Paxton10 Combines Access Control, Video Surveillance
The Paxton10 platform will allow users to use a smart watch as a mobile credential. Paxton Access sees a future of integrated electronic access control (EAC) and surveillance video, and to bring that future closer to the present, it has brought its Paxton10 platform to the United States. In a product-launch webinar, Paxton unveiled the system, which was released in Europe in 2019 and will be available through distributors beginning Feb.
1. Erin Fujioka, Western regional manager for Paxton, says the product was the result of two customer demands. The first was a natural convergence of EAC and video.

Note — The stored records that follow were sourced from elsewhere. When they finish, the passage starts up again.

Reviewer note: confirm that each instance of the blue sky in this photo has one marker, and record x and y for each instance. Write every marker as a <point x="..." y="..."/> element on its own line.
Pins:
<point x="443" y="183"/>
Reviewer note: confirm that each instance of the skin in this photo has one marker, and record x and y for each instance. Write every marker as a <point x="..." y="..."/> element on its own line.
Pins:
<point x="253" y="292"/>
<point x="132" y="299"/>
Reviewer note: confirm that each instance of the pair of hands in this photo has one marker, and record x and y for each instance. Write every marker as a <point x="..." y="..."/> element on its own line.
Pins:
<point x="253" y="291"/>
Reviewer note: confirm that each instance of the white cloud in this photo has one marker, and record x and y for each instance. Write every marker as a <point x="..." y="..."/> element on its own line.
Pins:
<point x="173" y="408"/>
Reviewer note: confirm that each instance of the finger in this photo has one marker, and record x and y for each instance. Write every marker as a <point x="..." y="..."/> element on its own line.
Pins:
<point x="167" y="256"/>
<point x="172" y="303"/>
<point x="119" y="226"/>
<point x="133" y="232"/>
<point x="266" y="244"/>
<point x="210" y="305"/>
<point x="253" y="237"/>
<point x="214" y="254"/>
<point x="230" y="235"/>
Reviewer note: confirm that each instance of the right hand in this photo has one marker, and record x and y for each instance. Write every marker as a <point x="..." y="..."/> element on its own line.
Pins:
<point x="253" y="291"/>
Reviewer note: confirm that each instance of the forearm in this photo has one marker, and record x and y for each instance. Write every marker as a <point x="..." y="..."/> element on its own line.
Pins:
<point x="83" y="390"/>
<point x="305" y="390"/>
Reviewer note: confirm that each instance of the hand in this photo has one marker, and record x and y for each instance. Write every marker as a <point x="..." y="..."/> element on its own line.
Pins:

She notes that in a survey of 1,406 users of Paxton’s Net2 access control system, 936 had video surveillance in the same area. However, only 62 had the two systems integrated, which spoke to a second customer demand. “The reason was the complexity in stitching the two systems together,” Fujioka says of the low number. “It’s a hassle.
We realized we didn’t make it simple enough and needed to do something about it.” The result is the Paxton10 platform, which requires the use of the Paxton10 server that’s connected to the internet through the local area network. From either a computer or through a mobile app, customers can manage access control, lock doors and view video — live or recorded — through the same system on-site or remotely.
They also can do so for multiple sites through Paxton’s encrypted cloud technology. Paxton10 can include and manage up to 1,000 doors and 1,000 cameras on a single system by adding Paxton10 door controllers, readers (HID card or fob, Bluetooth mobile or keypad) and cameras. Paxton provides several camera options, including dome or bullet models, but Paxton10 also can incorporate third-party IP cameras into the system by connecting up to four cameras to a single Paxton10 video controller.
Paxton10 can integrate with Paxton’s Entry video intercom system and its PaxLock smart locks, in addition to fire and intruder alarms, but it won’t integrate with Paxton’s own Net2 EAC platform. John Coursey, Paxton field training engineer, explains that Paxton10 and Net2 are meant to be entirely separate systems aimed at satisfying different customers, so there is no so-called backward compatibility between the two. A customer who wants to switch to Paxton10 from Net2 can use Net2 power supplies with new Paxton10 door controllers and can import users from the Net2 system into Paxton10, but it otherwise requires new equipment and a rebuild of the EAC system.
Aside from integration, Paxton10 also has simplicity in mind, Fujioka says. The server is plug and play, with options for PCB (printed circuit board) or Power over Ethernet (PoE) connectivity in addition to low-voltage hardwiring. Door controllers also have the option of wired or PoE connected models.
As far as “discovery” and “commissioning,” the system couldn’t be easier, Fujioka adds, using the setup of a Paxton10 camera as an example. “You take it out of the box and plug it in. That camera will automatically be discovered” by the server through the network. “You give [the camera] a name, press ‘Done,’ and it’s configured. It cannot be simpler.”
During the webinar, Fujioka also demonstrated the simplicity of managing the system and viewing video through either the computer interface or app, scrubbing through recorded video with a simple swipe on a phone. Customers can create customizable reports, replay video from only certain areas and combine access events with video footage. Future software updates are all free.
Despite the apparent simplicity, Paxton will hold free training sessions for security pros at its corporate offices and through distributors.